The author advocates for supporting individual humanitarian workers like Dr. Jamal Eltaeb who maintain life-saving operations despite overwhelming challenges and collapse of formal systems, positioning these figures as the primary agents of meaningful humanitarian response.
The author calls for personal commitment to humanitarianism, contending that change begins with individual choices to care for vulnerable people in one’s own community and that such personal acts can inspire broader transformations.
Different views on the topic
International humanitarian bodies maintain that coordinated global action and institutional support remain essential to addressing crises, with UN officials calling on governments to “urgently scale up funding and diplomatic action” rather than rely on decentralized grassroots efforts.[1][2]
Major humanitarian organizations emphasize that ending conflicts requires sustained international diplomatic engagement and pressure on warring parties, not merely supporting local caregivers, arguing that institutional frameworks are necessary to address root causes of humanitarian emergencies.[6]
The World Food Programme and partner UN agencies emphasize that large-scale institutional humanitarian responses coordinated through international structures are necessary to deliver aid at the scale required, particularly for famine prevention and disease outbreak response.[4]

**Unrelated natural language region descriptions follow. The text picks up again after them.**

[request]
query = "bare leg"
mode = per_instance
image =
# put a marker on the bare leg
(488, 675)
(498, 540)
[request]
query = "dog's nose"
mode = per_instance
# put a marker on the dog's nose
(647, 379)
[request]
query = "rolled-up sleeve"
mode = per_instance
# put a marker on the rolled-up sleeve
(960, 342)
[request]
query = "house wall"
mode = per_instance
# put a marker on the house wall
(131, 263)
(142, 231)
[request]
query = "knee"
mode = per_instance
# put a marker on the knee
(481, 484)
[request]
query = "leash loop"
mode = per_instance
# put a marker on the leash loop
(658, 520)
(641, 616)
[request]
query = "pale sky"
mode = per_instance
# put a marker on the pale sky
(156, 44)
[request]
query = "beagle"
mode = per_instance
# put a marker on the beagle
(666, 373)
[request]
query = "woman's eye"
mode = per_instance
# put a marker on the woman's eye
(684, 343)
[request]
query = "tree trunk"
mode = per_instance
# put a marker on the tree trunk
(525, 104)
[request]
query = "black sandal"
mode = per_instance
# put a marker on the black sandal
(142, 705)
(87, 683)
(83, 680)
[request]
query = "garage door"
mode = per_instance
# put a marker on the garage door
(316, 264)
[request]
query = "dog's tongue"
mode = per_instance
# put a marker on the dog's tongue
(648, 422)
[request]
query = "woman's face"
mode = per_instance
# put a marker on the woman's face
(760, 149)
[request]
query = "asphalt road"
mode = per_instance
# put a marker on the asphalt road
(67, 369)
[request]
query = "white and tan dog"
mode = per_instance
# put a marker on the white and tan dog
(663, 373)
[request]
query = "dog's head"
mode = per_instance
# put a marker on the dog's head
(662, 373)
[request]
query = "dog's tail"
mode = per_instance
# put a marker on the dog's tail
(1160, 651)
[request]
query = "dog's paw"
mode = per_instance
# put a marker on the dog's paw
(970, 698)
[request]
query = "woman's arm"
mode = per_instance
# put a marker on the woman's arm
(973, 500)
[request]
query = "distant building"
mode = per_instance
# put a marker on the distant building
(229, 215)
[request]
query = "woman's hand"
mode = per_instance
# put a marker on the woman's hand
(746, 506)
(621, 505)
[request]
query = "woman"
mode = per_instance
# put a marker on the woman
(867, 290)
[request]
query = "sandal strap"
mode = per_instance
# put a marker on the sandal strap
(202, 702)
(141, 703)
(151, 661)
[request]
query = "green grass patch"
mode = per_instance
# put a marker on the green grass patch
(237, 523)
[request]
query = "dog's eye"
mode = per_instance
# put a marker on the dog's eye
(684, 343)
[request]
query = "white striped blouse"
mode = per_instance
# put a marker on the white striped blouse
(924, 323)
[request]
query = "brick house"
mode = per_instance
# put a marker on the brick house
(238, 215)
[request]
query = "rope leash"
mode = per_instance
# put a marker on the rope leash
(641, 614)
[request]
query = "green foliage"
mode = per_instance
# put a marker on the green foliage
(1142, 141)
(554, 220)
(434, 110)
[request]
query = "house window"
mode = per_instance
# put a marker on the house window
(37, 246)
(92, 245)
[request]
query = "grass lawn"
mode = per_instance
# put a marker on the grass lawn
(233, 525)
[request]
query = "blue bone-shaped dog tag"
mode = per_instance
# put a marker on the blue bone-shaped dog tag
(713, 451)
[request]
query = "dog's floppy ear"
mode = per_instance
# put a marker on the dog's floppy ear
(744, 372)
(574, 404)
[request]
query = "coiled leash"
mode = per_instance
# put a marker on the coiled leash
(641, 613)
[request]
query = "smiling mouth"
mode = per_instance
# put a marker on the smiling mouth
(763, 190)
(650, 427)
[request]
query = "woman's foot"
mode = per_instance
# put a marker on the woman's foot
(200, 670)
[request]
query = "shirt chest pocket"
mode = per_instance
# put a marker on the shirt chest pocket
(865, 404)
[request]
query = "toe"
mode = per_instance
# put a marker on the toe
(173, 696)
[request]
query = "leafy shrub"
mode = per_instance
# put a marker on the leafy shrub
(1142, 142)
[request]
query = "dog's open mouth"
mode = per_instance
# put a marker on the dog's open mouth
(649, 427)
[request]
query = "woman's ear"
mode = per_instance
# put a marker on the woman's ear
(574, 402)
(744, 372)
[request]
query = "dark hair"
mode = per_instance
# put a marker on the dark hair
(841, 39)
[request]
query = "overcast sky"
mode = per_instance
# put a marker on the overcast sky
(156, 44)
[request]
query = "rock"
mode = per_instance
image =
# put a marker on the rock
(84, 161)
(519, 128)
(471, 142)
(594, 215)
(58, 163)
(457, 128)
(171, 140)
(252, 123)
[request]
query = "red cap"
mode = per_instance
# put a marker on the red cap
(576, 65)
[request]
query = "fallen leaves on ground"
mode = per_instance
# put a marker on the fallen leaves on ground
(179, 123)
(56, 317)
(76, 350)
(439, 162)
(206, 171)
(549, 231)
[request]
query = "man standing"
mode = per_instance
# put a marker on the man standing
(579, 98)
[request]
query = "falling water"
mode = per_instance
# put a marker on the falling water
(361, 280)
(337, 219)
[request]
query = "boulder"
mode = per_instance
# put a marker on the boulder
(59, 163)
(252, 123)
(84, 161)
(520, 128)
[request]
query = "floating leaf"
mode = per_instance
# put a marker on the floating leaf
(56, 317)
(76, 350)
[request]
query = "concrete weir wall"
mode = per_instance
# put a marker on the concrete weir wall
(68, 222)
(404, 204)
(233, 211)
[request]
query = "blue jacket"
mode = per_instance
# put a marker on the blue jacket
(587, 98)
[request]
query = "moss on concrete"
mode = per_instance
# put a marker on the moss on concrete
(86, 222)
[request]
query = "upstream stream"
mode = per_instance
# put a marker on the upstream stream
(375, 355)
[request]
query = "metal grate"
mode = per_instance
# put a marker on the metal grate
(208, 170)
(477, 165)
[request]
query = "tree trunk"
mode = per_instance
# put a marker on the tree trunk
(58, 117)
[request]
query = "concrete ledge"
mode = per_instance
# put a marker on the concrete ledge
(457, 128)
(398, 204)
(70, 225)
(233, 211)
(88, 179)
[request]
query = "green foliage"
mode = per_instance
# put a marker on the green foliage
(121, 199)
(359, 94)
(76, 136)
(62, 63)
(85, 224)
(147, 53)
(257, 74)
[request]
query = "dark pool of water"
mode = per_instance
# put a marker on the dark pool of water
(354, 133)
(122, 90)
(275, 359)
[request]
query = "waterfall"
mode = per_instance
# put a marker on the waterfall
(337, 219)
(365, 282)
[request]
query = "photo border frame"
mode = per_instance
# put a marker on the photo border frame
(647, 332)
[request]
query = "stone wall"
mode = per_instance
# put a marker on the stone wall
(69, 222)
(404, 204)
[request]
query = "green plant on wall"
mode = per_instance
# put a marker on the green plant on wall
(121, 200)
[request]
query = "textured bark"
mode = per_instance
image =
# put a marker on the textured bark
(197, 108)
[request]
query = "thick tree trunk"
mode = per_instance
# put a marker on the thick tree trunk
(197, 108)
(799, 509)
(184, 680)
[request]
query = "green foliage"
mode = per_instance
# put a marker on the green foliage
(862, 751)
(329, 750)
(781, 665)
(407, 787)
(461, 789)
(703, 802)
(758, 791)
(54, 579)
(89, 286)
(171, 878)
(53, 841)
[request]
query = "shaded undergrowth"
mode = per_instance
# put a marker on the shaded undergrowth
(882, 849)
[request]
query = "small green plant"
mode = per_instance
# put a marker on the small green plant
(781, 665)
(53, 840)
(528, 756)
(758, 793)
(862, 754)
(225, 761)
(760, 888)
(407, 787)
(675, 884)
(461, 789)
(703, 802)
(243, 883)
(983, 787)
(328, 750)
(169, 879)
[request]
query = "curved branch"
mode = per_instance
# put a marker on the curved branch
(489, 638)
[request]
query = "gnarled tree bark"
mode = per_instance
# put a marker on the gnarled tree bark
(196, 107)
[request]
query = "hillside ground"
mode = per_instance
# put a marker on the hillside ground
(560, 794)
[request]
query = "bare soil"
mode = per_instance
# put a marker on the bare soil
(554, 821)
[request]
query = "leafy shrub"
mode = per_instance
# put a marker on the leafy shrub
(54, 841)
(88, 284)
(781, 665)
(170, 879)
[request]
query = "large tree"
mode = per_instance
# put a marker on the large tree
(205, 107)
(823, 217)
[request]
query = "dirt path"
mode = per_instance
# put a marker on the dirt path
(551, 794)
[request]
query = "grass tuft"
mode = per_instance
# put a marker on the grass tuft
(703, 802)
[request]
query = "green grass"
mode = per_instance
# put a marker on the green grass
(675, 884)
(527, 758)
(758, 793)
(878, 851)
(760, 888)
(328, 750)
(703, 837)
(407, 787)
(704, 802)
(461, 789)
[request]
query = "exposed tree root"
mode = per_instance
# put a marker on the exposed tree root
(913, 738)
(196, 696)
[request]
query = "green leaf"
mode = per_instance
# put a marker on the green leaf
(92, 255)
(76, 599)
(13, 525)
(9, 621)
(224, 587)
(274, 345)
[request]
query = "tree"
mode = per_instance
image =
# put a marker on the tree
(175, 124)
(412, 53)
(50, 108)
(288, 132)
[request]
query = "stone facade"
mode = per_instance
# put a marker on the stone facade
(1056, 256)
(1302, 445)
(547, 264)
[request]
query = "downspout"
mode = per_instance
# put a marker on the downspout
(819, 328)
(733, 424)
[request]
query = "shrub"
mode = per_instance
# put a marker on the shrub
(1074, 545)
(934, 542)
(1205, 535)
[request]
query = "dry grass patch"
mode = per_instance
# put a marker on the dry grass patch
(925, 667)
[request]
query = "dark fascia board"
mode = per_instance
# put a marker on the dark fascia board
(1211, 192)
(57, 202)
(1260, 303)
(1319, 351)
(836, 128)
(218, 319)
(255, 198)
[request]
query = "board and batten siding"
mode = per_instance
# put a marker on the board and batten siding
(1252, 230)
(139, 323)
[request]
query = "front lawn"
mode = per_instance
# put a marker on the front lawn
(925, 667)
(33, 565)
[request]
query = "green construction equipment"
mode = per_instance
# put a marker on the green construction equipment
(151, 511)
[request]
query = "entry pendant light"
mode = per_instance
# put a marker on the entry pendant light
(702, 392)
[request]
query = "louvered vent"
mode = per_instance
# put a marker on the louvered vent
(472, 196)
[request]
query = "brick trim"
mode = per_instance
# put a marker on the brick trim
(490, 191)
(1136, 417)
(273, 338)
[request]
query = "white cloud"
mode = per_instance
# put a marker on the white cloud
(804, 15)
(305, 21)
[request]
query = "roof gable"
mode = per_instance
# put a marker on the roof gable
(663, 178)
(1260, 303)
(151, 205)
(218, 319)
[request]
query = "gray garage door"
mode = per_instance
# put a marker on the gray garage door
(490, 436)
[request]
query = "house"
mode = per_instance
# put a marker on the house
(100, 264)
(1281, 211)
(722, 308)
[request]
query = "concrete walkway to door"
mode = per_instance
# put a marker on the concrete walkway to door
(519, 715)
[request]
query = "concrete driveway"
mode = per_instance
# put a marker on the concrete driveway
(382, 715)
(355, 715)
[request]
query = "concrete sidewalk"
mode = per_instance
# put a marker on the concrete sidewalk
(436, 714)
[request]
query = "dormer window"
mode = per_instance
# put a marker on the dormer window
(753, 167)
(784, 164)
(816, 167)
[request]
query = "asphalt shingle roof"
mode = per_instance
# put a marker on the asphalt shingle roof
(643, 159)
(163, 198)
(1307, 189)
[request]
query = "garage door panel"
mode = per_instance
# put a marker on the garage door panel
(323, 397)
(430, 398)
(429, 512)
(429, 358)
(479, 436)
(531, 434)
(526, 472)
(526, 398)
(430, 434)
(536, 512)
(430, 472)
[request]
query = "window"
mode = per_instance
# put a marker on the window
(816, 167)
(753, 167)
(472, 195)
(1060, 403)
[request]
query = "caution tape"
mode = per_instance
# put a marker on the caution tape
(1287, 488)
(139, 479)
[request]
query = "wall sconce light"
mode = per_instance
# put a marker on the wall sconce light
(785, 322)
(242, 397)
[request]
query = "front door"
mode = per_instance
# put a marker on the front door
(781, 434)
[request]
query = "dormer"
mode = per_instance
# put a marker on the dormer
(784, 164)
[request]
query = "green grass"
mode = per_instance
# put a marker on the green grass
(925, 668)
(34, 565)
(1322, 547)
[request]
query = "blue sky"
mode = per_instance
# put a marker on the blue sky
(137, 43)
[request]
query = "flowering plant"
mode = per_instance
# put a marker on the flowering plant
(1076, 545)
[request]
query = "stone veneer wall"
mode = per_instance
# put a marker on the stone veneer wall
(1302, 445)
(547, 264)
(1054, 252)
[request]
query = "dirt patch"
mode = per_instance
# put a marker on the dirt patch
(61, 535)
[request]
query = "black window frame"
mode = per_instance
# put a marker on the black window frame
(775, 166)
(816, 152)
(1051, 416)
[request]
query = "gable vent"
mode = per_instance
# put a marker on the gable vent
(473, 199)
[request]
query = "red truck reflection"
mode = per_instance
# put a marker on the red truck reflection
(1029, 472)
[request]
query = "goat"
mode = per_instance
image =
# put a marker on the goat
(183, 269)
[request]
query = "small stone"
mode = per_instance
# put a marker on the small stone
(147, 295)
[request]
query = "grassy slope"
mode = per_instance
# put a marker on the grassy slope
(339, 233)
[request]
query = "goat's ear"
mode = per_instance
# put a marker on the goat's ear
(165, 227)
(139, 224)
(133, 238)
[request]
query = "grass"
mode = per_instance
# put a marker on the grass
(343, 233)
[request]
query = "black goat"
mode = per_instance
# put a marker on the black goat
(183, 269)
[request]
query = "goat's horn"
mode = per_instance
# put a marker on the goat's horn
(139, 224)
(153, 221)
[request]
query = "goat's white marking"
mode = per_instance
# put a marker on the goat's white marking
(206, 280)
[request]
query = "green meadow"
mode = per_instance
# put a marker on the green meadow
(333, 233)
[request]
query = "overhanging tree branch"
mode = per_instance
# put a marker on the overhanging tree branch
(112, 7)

Humanitarian organizations operating in Sudan note that the withdrawal of government aid has forced reductions in essential services, suggesting that government humanitarian funding remains critical rather than viewing institutional support as inherently failed.[5]
International actors argue that addressing the humanitarian crisis requires international coordination to manage regional instability and prevent further displacement, contending that individual actors cannot adequately address structural causes including conflict resolution, infrastructure rebuilding, and economic recovery.[2][3]